Although they’re both private property, the City of Knoxville has spent hundreds of thousands of dollars on Fountain City Lake and the adjoining Fountain City Park over the past few years.
The lake and park are actually owned by the Fountain City Lion’s Club, which was chartered in 1942 and has maintained the popular playgrounds for decades.
All that could change, however, with a vote by City Council on Tuesday night.
The Lion’s Club wants to donate the lake and park to the City, a move that would allow officials to directly manage a pair of properties that they’ve been footing much of the bill for since the turn of the century.
If Council members approve the deal, the property will become Knoxville’s 93rd park.
City officials have already budgeted more than $1 million to improve the lake’s water quality. The 2021-22 budget has $250,000 going toward bringing the playground up to Americans with Disabilities Act accessibility standards and making improvements to the paved trail that winds around much of the 8-acre park’s perimeter.
Since 2014, the City has spent more than $750,000 to fix the lake’s major water-quality problems caused by stagnant water, thick algae, and too many waterfowl.
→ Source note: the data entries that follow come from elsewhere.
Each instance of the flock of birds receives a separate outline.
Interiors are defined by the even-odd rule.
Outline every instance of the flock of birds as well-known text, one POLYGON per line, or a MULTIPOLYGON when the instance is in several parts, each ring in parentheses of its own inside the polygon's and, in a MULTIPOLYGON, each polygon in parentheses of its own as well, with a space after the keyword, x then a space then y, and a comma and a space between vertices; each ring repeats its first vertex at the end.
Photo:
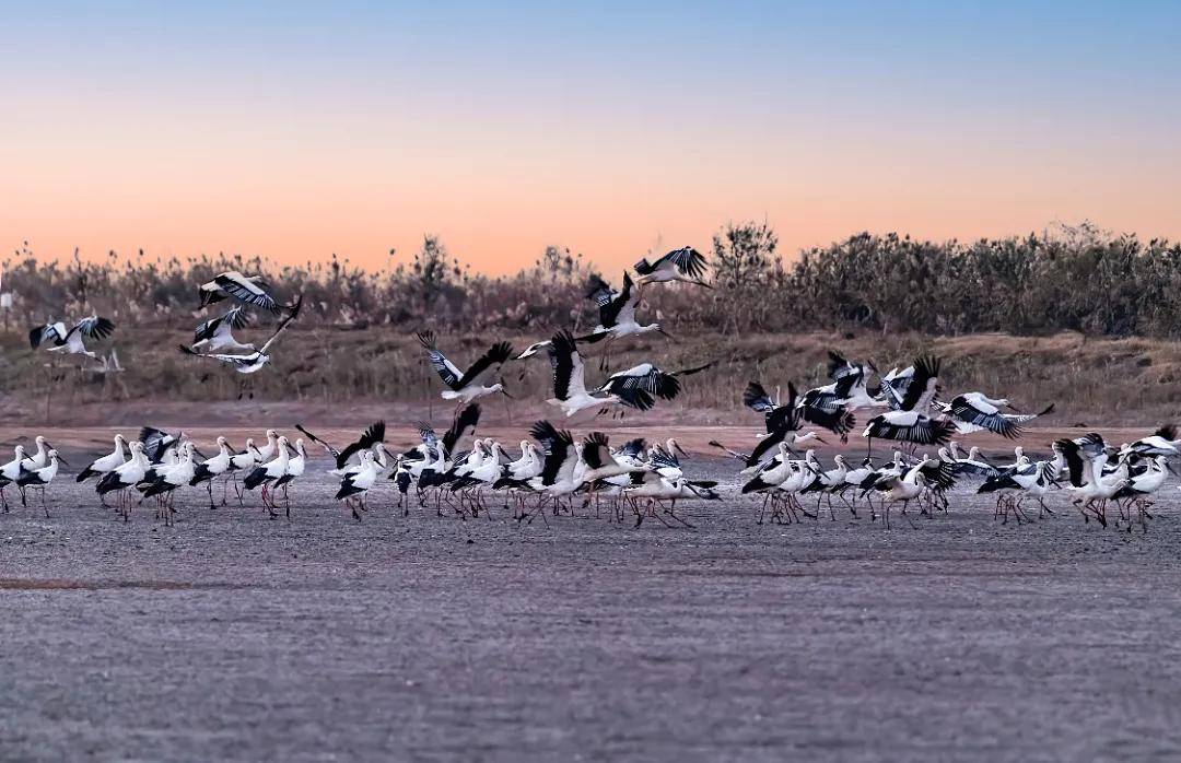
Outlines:
MULTIPOLYGON (((599 307, 599 324, 588 334, 575 337, 560 331, 517 353, 508 343, 492 344, 466 369, 461 369, 439 350, 433 332, 417 334, 431 367, 443 383, 442 397, 456 403, 446 431, 438 436, 428 423, 417 425, 419 444, 404 452, 386 446, 385 423, 377 422, 342 448, 337 448, 301 425, 294 439, 267 430, 256 444, 246 441, 242 450, 234 449, 224 437, 216 439, 216 452, 202 454, 184 432, 170 433, 145 426, 138 438, 116 435, 113 450, 90 463, 77 475, 78 482, 96 481, 96 490, 105 506, 112 496, 120 516, 130 520, 133 507, 155 500, 156 515, 171 523, 176 496, 184 488, 204 490, 209 506, 216 506, 214 491, 221 488, 224 506, 233 489, 239 502, 247 493, 259 490, 265 510, 272 517, 280 509, 291 516, 291 488, 307 469, 307 446, 314 443, 331 457, 331 474, 339 478, 337 500, 344 502, 358 521, 368 509, 367 496, 383 482, 391 482, 398 506, 410 511, 411 490, 419 506, 444 507, 461 516, 488 513, 490 496, 503 506, 514 507, 514 517, 531 522, 548 513, 575 511, 575 501, 596 511, 603 504, 609 516, 622 521, 627 510, 639 526, 645 517, 657 517, 666 524, 690 524, 676 513, 678 501, 719 500, 722 488, 716 481, 691 478, 683 469, 687 456, 674 439, 651 445, 644 438, 612 446, 608 437, 592 431, 576 439, 568 430, 549 420, 539 420, 522 439, 518 456, 500 442, 475 437, 470 446, 461 444, 474 435, 479 422, 478 399, 503 394, 510 397, 500 370, 508 363, 547 357, 550 361, 553 396, 547 403, 570 418, 580 411, 605 412, 614 406, 646 411, 660 402, 678 397, 685 379, 709 369, 706 363, 693 367, 665 370, 653 363, 607 374, 592 383, 581 347, 603 343, 600 371, 607 367, 614 343, 628 335, 650 332, 668 335, 658 324, 640 322, 642 291, 650 285, 687 282, 709 288, 703 280, 705 257, 692 247, 670 252, 655 260, 641 260, 634 267, 638 278, 626 273, 619 289, 595 278, 587 294, 599 307), (306 438, 306 439, 305 439, 306 438), (280 502, 282 506, 280 506, 280 502)), ((222 273, 198 287, 202 307, 223 300, 237 304, 223 314, 202 322, 194 341, 183 345, 187 356, 222 363, 239 373, 254 373, 272 357, 272 348, 283 331, 300 313, 301 298, 280 304, 257 276, 237 272, 222 273), (240 343, 234 337, 250 321, 248 308, 281 315, 269 339, 260 347, 240 343)), ((71 328, 50 321, 30 332, 32 347, 50 352, 94 353, 84 345, 85 338, 109 337, 115 325, 98 315, 77 321, 71 328)), ((1100 433, 1058 439, 1046 459, 1035 461, 1022 446, 1014 449, 1011 463, 985 458, 978 448, 967 452, 954 439, 958 436, 988 431, 1009 439, 1022 436, 1029 422, 1053 411, 1050 405, 1037 413, 1017 410, 1006 398, 981 392, 941 398, 939 376, 941 360, 920 356, 905 367, 886 373, 872 361, 860 363, 830 352, 829 384, 800 392, 788 382, 787 396, 779 389, 772 396, 759 382, 751 382, 743 392, 743 403, 763 417, 762 431, 749 452, 711 441, 710 445, 742 462, 739 484, 743 495, 762 496, 757 521, 770 511, 772 522, 795 522, 801 515, 817 519, 827 502, 828 515, 835 519, 843 506, 857 517, 859 506, 869 509, 870 519, 879 515, 888 527, 890 511, 900 507, 905 515, 914 504, 921 514, 947 511, 948 496, 957 484, 973 481, 977 493, 996 494, 996 517, 1018 523, 1030 521, 1026 506, 1037 504, 1039 514, 1052 514, 1046 504, 1051 491, 1064 490, 1087 521, 1108 524, 1108 507, 1118 509, 1117 527, 1130 532, 1134 523, 1147 527, 1151 496, 1161 489, 1172 471, 1169 459, 1181 456, 1181 439, 1173 426, 1120 448, 1110 448, 1100 433), (876 377, 876 382, 874 380, 876 377), (867 452, 856 465, 839 454, 826 467, 814 448, 800 448, 810 442, 827 443, 824 435, 842 443, 856 426, 855 415, 862 410, 872 416, 861 435, 867 452), (875 462, 873 441, 895 444, 892 457, 875 462), (934 449, 934 452, 919 452, 934 449), (978 484, 976 484, 978 483, 978 484), (810 498, 816 498, 811 509, 810 498), (835 502, 835 503, 834 503, 835 502)), ((22 504, 27 490, 39 491, 46 514, 45 489, 58 475, 65 461, 44 437, 35 439, 35 452, 17 445, 14 458, 0 467, 0 500, 8 510, 6 489, 15 485, 22 504)), ((548 522, 548 520, 547 520, 548 522)))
Known by many as “The Duck Pond,” the manmade lake has served as home to ducks and other waterfowl. It’s also regularly stocked with fish, and generations of Knoxvillians learned the basics of fishing in its shallow waters.
The City has fixed a leak in the lake’s earthen berm so water levels could be managed and repaired the fountain and pump house to aerate the water. Wetlands were planted to remove shallow, stagnant areas that were conducive to algae growth. Several thick layers of muck and duck feces, algae and invasive plants have also been removed from the lake, according to a City press release.
“It’s a work in progress that requires constant monitoring and adjustments, but significant improvements have been made – so much so that the Tennessee Wildlife Resources Agency has introduced winter trout fishing at Fountain City Lake. The state would not have been able to do that had the lake been as choked by algae and invasive species as it was just a few years ago,” a press release said.
“If City Council is agreeable to accepting the Lions Club’s generous offer, we look forward to bringing Fountain City Park into the City’s system as our 93rd park,” said Parks and Recreation Director Sheryl Ely. “We’ll do the Lions proud by continuing what they lovingly started more than 50 years ago.”
Mayor Kincannon described the lifelong attachment that many local families and groups have formed with the lake.
“Citywide, generations of families have cherished Fountain City Park. For five decades, children have been swinging on the playground swings, and families have enjoyed the ducks and picnicked in the gazebo,” said Kincannon.
“We appreciate how the Fountain City Lions Club has lovingly cared for the park for so many years. Maintaining these 8 acres has become increasingly expensive, especially managing the lake. So when the Lions asked us for assistance, without hesitation, we told them, ‘We’re here to help.’ We’re committed to making sure Fountain City Park remains a joyful gathering place for many generations to come,” she said.